Seems to have a decent amount of knowledge in this domain in education and professional work. Author is from MIT so maybe professors had a lot of influence here.
also, gcc is relatively old and comes with a lot of baggage. LLVM is sort of the defacto standard now with improvements in performance
> LLVM is sort of the defacto standard now...
Distributions, and therefore virtually all the software used by a distribution user, still generally use gcc. LLVM is only the de facto standard when doing something new, and for JIT.
as someone who uses both Clang and GCC to cover eachothers weaknesses, as far as I can tell both LLVM and GCC are hopelessly beastly codebases in terms of raw size and their complexity. I think that's just what happens when people desire to build an "everything compiler".

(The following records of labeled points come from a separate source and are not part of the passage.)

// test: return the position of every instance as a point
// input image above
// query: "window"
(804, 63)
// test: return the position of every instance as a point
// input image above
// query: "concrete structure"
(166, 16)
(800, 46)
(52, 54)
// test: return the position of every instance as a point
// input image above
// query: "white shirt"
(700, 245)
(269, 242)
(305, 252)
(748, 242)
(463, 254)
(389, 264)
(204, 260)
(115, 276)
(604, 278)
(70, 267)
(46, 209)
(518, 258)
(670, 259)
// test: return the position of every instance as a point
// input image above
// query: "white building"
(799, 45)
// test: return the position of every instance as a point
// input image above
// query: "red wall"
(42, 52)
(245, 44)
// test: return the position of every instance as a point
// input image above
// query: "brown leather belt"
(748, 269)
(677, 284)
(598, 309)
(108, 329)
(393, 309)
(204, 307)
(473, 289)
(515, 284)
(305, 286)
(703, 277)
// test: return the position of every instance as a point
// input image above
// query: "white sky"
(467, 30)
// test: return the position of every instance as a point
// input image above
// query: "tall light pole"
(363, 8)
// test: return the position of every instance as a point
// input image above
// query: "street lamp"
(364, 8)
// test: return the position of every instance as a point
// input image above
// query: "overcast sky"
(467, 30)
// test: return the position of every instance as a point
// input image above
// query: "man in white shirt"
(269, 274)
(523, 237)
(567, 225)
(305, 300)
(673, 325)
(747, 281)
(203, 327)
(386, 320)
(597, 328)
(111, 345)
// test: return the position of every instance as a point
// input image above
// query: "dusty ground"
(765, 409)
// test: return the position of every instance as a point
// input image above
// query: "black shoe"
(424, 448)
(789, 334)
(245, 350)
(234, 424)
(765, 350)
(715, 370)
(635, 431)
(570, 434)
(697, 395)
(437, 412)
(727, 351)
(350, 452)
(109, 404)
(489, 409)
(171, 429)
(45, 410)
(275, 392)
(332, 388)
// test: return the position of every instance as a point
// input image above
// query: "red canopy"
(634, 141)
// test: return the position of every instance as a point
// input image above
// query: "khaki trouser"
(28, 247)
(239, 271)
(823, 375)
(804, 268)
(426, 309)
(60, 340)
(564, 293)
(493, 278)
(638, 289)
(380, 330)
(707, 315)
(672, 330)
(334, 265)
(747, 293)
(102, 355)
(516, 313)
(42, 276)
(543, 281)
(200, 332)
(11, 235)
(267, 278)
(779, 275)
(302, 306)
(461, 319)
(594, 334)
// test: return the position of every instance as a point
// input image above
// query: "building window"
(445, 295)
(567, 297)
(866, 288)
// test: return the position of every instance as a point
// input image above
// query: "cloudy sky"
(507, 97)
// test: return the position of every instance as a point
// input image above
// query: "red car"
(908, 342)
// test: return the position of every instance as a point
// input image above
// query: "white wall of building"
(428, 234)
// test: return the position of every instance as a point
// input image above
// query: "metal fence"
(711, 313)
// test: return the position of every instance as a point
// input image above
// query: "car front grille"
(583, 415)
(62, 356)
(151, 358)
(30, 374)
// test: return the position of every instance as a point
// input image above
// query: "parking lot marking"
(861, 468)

From what I gathered, LLVM has a lot of C++ specific design choices in its IR language anyway. I think I'd count that as baggage.
I personally don't think one is better than the other. Sometimes clang produces faster code, sometimes gcc. I haven't really dealt with compiler bugs from either. They compile my projects at the same speed. Clang is better at certain analyses, gcc better at certain others.
Clang used to compile much faster than GCC. I was excited. Now there is barely any difference, so I keep using GCC and occasionally some Clang-based tools such as iwyu, ClangBuildAnalyzer or sanitizer options (rare, Valgrind is easier and more powerful though sanitizers also have unique features).